Прикрыв глаза, я поедала мясо, покачиваясь от невыразимого удовольствия. Цыплёнок во рту – вот оно, счастье. И только когда ножка была полностью обглодана, а голод немного притупился, я открыла глаза и огляделась вокруг. Всем ли так же хорошо, как и мне? И наткнулась на взгляд князя. Он не ел, а, сложив руки на груди, смотрел на меня. Очень задумчиво смотрел. И это сразу вывело меня из душевного равновесия.

Я поёжилась, осознав, что представляю плачевное зрелище. Разодратые джинсы, грязные кроссовки, майка, претерпевшая все тяготы ежедневной носки… Сама – растрёпанная, голодная, ест, как дикарка, чуть ли не урча от удовольствия. «Жуть» - внутренне содрогнулась я. «И пусть!» - тут же взыграло упрямство. «Кому не нравится, пусть не смотрит!»

На нервной почве я вновь схватилась за цыплёнка. Но от расстройства слишком торопилась: он выскользнул из жирных пальцев и запрыгал по столу. Я потянулась за ним – и задела кубок с вином.
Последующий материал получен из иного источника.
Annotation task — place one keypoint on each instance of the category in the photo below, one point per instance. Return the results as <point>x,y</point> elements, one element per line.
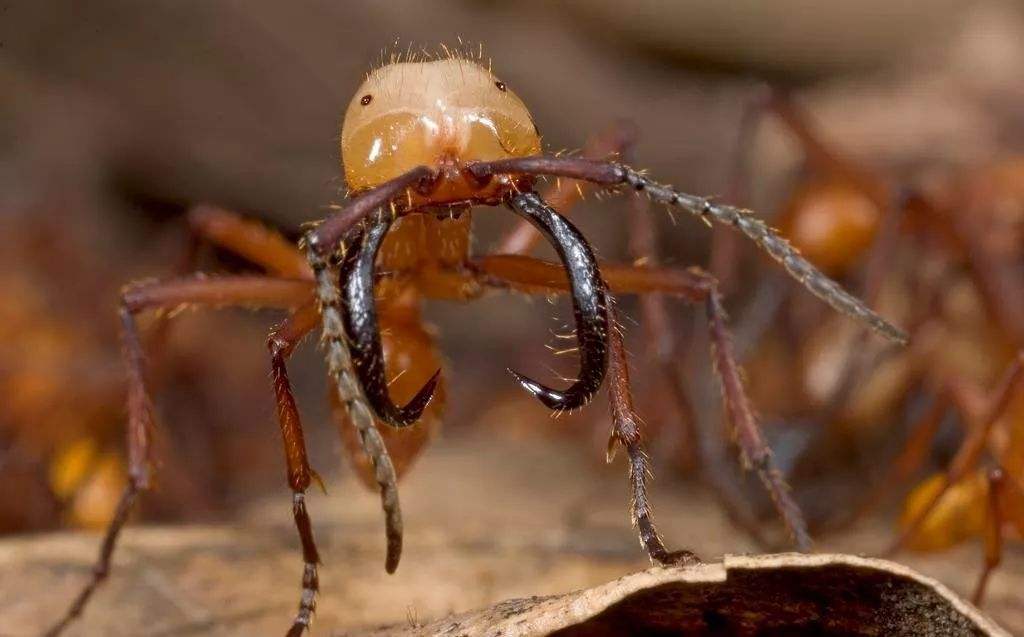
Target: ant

Красная жидкость мгновенно залила богато расшитую скатерть и мамки немедленно вытянули шеи в мою сторону. А я втянула свою шею в плечи: за скатерть получу дополнительный нагоняй. «Нет, а зачем стелить такие дорогие и белые скатерти?! - возмутилась я про себя. – Не я, так пьяные мужики их всё равно бы залили. Но им можно, а мне – нельзя!»

Обидевшись на весь свет, я схватила беглеца за крыло и шмякнула его на тарелку. Есть уже не хотелось. Хотелось плакать - от стыда и по загубленной жизни. Сглотнув ком в горле, я разодрала цыплёнка на части, с удовлетворением слыша хруст костей и представляя на его месте князя венецианского. И потом набросилась на него – на цыплёнка – как цепной пёс, которого три дня не кормили. Откусывая огромные куски, я нарочно чавкала погромче, чтоб некоторым было понеприятней и они пожалели, что сидят рядом. «Я ему покажу!» - ярким пламенем горел во мне праведный гнев.